Kobiety na listach. Po raz pierwszy parytet
Im bliżej do wyborów, tym częściej szefowie partii chwalą się, że na ich listach znajdzie się duża liczba kobiet - pisze dziennik "Polska".
2011-07-18, 06:00
W tym roku po raz pierwszy będzie obowiązywał parytet - 35 procent miejsc na listach dla przedstawicielek płci pięknej.

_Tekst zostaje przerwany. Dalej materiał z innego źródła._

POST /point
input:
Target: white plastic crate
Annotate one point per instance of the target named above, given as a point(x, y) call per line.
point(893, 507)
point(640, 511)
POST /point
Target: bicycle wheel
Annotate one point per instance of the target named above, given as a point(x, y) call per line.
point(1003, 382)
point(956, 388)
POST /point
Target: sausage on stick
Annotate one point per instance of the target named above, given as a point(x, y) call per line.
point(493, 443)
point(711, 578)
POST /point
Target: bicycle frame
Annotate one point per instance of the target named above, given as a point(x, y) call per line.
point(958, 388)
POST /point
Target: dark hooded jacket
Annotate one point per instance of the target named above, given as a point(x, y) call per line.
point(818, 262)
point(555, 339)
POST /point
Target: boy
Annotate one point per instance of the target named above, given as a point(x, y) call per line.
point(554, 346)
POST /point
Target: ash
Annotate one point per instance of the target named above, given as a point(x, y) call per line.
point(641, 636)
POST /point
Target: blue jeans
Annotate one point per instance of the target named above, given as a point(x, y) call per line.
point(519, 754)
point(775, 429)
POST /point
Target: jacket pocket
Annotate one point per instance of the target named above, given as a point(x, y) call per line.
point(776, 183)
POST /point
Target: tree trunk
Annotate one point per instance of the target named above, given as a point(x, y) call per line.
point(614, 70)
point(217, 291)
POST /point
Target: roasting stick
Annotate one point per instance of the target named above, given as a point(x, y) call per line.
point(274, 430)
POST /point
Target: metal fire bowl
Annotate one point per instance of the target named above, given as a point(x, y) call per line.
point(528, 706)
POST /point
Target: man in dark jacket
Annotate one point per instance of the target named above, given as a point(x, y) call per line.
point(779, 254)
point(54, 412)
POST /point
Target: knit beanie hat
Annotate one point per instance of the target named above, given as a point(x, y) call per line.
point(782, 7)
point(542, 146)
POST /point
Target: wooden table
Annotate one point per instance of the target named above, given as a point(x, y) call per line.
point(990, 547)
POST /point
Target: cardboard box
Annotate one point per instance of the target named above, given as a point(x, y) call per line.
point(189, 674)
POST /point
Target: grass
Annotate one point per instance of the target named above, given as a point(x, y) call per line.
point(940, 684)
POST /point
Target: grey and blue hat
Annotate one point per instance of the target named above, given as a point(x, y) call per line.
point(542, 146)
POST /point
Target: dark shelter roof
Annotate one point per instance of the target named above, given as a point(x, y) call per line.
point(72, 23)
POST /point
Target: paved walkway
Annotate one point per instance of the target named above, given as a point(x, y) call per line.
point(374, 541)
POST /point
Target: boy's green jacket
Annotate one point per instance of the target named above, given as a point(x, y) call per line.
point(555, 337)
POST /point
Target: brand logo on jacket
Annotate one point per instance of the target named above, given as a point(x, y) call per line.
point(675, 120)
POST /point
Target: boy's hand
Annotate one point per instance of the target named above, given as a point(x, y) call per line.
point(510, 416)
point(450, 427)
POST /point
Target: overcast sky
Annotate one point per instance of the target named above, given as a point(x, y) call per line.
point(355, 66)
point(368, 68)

Na listach PO niemal połowa pierwszych miejsc przypadnie kobietom - mówi "Polsce" Małgorzata Kidawa-Błońska. W zarządzie krajowym i prezydium Platformy zajmują one co czwarte stanowisko. W naczelnym komitecie wykonawczym PSL są zaledwie dwie kobiety: Ewa Kierzkowska i Jolanta Fedak. Tylko w sześciu okręgach będą otwierały listy ludowców. PSL wystawia 355 kobiet na listach, a więc 39 procent spośród wszystkich kandydatów.
PiS nie mówi ile kobiet pojawi się na jego listach. W rozmowie z "Polską" poseł Adam Lipiński zapowiada, że jego partia nie potrzebuje do tego parytetów. "Polska" pisze, że największe problemy z przyciągnięciem kobiet na listy ma SLD.